Re: [PATCH RFC 2/5] cgroup: Add mechanism to register vendor specific DRM devices

"Ho, Kenny" <Kenny.Ho@xxxxxxx> · Mon, 3 Dec 2018 06:46:01 +0000

Hey Matt,

On Fri, Nov 30, 2018 at 5:22 PM Matt Roper <matthew.d.roper@xxxxxxxxx> wrote:
> I think Joonas is describing something closer in
> design to the cgroup-v2 "cpu" controller, which partitions the general
> time/usage allocated to via cgroup; afaiu, "cpu" doesn't really care
> which specific core the tasks run on, just the relative weights that
> determine how much time they get to run on any of the cores.
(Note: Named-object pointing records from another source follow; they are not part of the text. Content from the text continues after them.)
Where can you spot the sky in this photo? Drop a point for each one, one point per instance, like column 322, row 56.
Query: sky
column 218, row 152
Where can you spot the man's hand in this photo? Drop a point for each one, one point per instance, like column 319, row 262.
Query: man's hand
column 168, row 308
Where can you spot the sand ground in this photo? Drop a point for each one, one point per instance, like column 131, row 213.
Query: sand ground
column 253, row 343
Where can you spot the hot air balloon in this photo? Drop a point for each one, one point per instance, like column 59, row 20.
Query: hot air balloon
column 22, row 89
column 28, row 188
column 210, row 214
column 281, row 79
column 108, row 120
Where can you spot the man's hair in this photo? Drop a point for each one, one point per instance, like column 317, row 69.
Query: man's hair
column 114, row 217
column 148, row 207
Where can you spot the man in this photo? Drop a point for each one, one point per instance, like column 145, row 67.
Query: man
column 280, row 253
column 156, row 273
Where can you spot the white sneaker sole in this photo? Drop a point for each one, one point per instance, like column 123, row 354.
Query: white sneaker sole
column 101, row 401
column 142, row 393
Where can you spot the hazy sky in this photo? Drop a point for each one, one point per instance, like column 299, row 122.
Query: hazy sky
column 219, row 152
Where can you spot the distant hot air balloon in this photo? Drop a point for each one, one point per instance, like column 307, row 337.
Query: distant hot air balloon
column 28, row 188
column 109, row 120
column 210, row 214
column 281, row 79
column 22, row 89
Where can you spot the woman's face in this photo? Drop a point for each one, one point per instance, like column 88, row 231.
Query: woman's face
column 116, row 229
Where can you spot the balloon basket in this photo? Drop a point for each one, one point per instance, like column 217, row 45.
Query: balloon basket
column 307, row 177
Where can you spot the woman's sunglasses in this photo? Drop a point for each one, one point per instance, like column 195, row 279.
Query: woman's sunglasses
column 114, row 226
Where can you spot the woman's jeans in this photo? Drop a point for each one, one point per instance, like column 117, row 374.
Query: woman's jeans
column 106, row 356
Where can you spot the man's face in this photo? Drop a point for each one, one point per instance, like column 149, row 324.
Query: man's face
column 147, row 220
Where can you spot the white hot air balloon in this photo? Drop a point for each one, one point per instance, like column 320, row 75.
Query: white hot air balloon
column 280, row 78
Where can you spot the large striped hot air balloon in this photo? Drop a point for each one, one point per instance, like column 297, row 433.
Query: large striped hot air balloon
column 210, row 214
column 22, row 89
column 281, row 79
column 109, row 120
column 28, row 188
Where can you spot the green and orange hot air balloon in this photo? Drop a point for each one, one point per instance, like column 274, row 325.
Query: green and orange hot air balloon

Depending on the level of optimization one wants to do, I think people care about which cpu core a task runs on.  Modern processors are no longer a monolithic 'thing'.  At least for AMD, there are multiple cpus on a core complex (CCX), multiple CCX on a die, and multiple dies on a processor.  A task running on cpu 0 and cpu 1 on die 0 will behave very differently from a task running on core 0s on die 0 and die 1 on the same socket.  (https://en.wikichip.org/wiki/amd/microarchitectures/zen#Die-die_memory_latencies)

It's not just an AMD thing either.  Here is an open issue on Intel's architecture:
https://github.com/kubernetes/kubernetes/issues/67355

and a proposed solution using cpu affinity https://github.com/kubernetes/community/blob/630acc487c80e4981a232cdd8400eb8207119788/keps/sig-node/0030-qos-class-cpu-affinity.md#proposal (by one of your colleagues.)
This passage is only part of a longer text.